Glezen Brownell v. Farrington and Others

7 R.I. 49
CourtSupreme Court of Rhode Island
DecidedSeptember 6, 1861
StatusPublished

This text of 7 R.I. 49 (Glezen Brownell v. Farrington and Others) is published on Counsel Stack Legal Research, covering Supreme Court of Rhode Island primary law. Counsel Stack provides free access to over 12 million legal documents including statutes, case law, regulations, and constitutions.

Bluebook
Glezen Brownell v. Farrington and Others, 7 R.I. 49 (R.I. 1861).

Opinion

Bratton, J.

The question here raised is, whether the stay of proceedings against the person of the debtor for the collection of the debt affects the condition of such a bond as this, or operates in any way to discharge .the debtor from his imprisonment, or from his obligation to remain within the limits of the jail ?
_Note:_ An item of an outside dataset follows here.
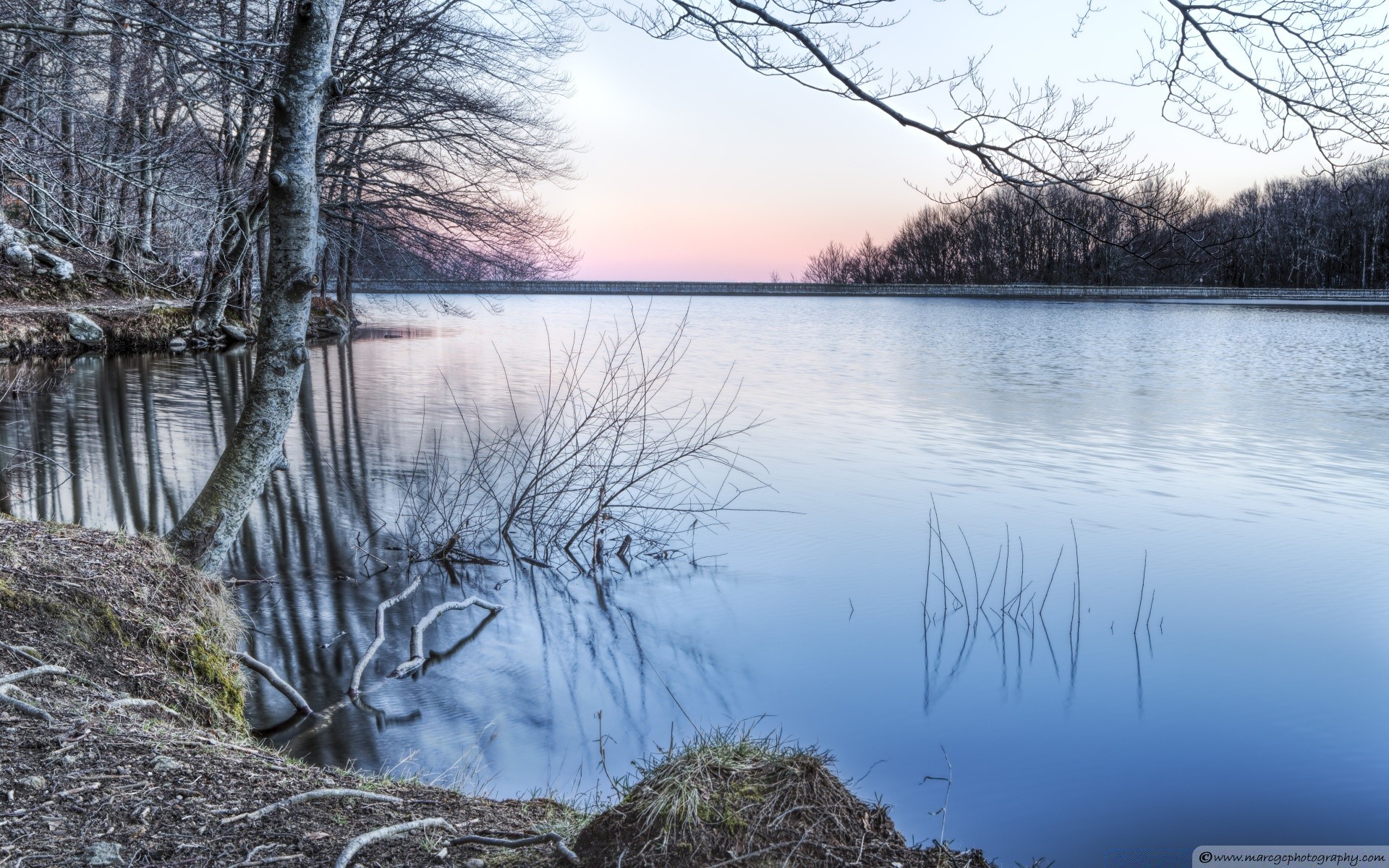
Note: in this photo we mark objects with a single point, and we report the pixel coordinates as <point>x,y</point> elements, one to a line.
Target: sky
<point>694,169</point>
Chapter 200 of the Revised Statutes, section 14, provides, that upon the reception of any such petition, the court may, in their discretion, stay all proceedings against the body and estate, or either, of the petitioner, for the collection of debt, and may cause such petitioner to be liberated from jail, if confined in the jail, upon giving bond with surety or sureties, to the satisfaction of the jailer, in Providence county, and to the satisfaction of the sheriff in any other county, to return to jail in ten days after the *51 rising of the court at which his petition shall be finally disposed of, unless the petitioner shall be discharged by the court.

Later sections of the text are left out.